Could this be the best sampling program ever?

Oct 1, 2023

Most patients have visitors, and some have to wait hours in a waiting room, so these will also be readers, and some of them will take your paper home with them.

LEWIS R. FLOYD
President | Business Valuation Consulting LLC & Affiliates

Some usual goals of sampling programs follow, as well as not-so-typical sampling ideas.

Your publication gets picked up rather than piled up in the delivery area.

Your publication gets read before being placed in the trash.

Ideally, your publication gets read cover to cover, not just glanced at.

Your publication gets shared and read by several people.

Here is what I consider the best sampling program ever: hospital delivery.

This can be sponsored by an advertiser, public donations or you can make it your community contribution. You can do any or all of these — just do the delivery and let the sponsorships come in.

So why is a hospital program the best sampling program you can do?

Your publication is delivered to the room and there are no messy piles in the driveway.

Most patients have lots of time on their hands, so reading from front page to last page is far more likely to occur, and reading most of the newspaper is almost certain.

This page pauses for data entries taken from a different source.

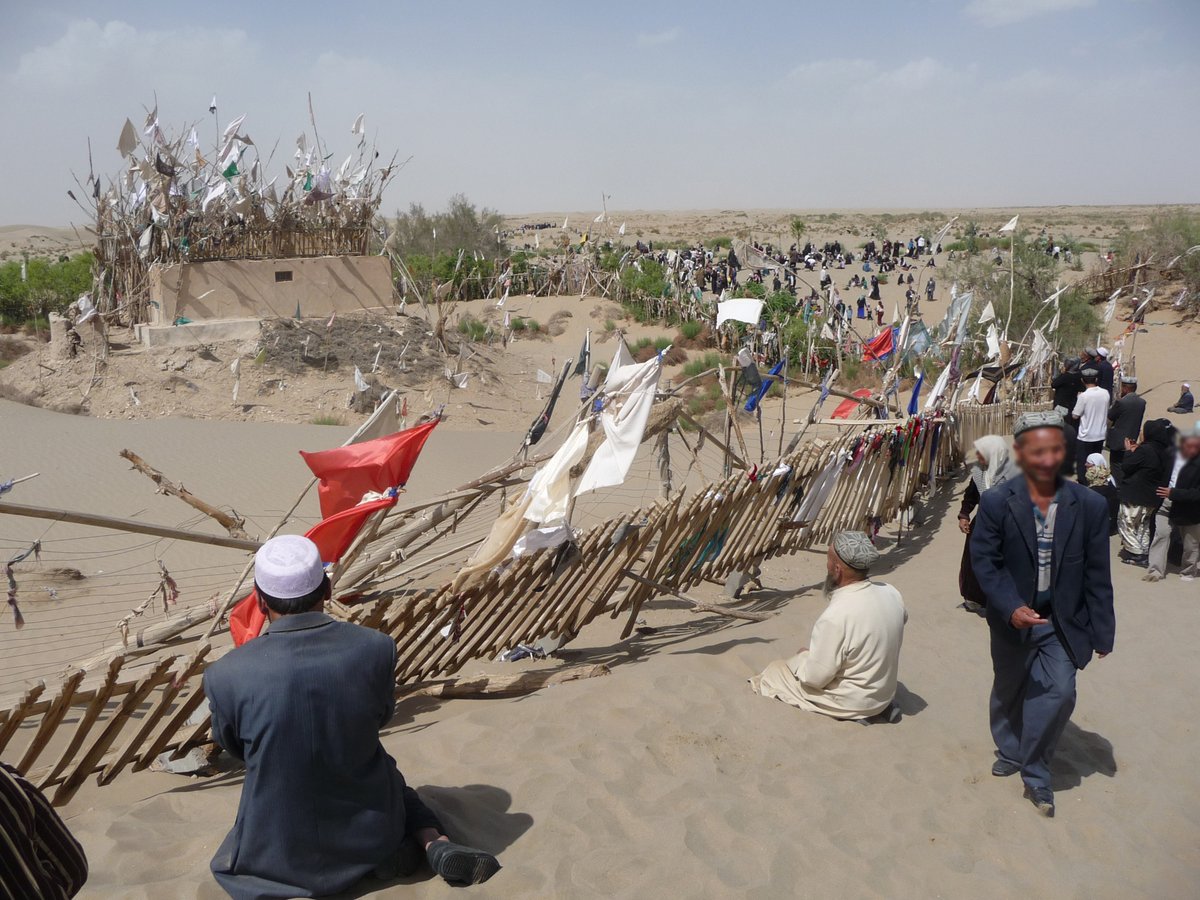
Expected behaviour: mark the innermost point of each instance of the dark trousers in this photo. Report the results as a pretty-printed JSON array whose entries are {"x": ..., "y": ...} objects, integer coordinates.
[
  {"x": 1083, "y": 450},
  {"x": 1032, "y": 699}
]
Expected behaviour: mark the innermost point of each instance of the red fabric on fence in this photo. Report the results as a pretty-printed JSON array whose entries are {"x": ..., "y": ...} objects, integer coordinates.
[
  {"x": 849, "y": 406},
  {"x": 347, "y": 473},
  {"x": 333, "y": 538},
  {"x": 879, "y": 347}
]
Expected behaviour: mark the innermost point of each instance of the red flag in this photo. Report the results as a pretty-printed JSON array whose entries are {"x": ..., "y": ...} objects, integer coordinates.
[
  {"x": 333, "y": 538},
  {"x": 849, "y": 406},
  {"x": 879, "y": 347},
  {"x": 347, "y": 473}
]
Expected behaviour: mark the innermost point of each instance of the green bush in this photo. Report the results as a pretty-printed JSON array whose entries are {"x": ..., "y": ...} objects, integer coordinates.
[{"x": 49, "y": 286}]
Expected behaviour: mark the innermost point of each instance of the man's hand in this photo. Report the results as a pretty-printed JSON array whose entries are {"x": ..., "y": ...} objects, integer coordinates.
[{"x": 1024, "y": 617}]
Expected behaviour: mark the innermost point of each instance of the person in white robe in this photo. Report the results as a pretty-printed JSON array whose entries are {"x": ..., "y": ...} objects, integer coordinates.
[{"x": 850, "y": 669}]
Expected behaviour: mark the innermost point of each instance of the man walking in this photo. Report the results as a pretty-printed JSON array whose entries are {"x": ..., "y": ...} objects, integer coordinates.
[
  {"x": 1041, "y": 552},
  {"x": 1182, "y": 499},
  {"x": 1091, "y": 412},
  {"x": 1125, "y": 418},
  {"x": 323, "y": 804}
]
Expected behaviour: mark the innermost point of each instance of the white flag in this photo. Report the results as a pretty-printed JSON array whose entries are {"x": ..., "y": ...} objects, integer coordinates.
[{"x": 1111, "y": 309}]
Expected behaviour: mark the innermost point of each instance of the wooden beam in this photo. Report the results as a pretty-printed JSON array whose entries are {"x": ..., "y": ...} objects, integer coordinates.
[
  {"x": 126, "y": 525},
  {"x": 699, "y": 605},
  {"x": 234, "y": 523}
]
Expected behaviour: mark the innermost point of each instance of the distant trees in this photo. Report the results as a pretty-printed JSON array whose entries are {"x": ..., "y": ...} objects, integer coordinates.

Most patients have visitors, and some have to wait hours in a waiting room, so these will also be readers, and some of them will take your paper home with them.

POINTS ON KEEPING THE COST DOWN

While you will want to provide subscription cards, you could keep these at a minimum by finding out the days of the week that most discharges occur.

REVENUE THOUGHTS

You could only include inserts that pay to sponsor or help sponsor, or perhaps sell a wrap for the hospital papers to multiple advertisers, and you could include space on the wrap for your subscription offer. NOTE, you will probably be sampling subscribers, as well as non-subscribers. I suggest honoring any subscription offer presented from the program; why risk making them quit just because they could not get your “special?”

In some cases, the hospital will not want you to deliver to the rooms, so you might see if you can provide some incentive to the volunteer staff to deliver along with the meals.

Most audit agencies treat this type of program under their bulk sales or sponsored sales rules. Since this could affect your cost, I would suggest discussing your program with your audit company. Just an FYI: you could report both paid and unpaid hospital distribution. Depending on sponsorship, this would likely be all paid some months, half paid other months, and unpaid some.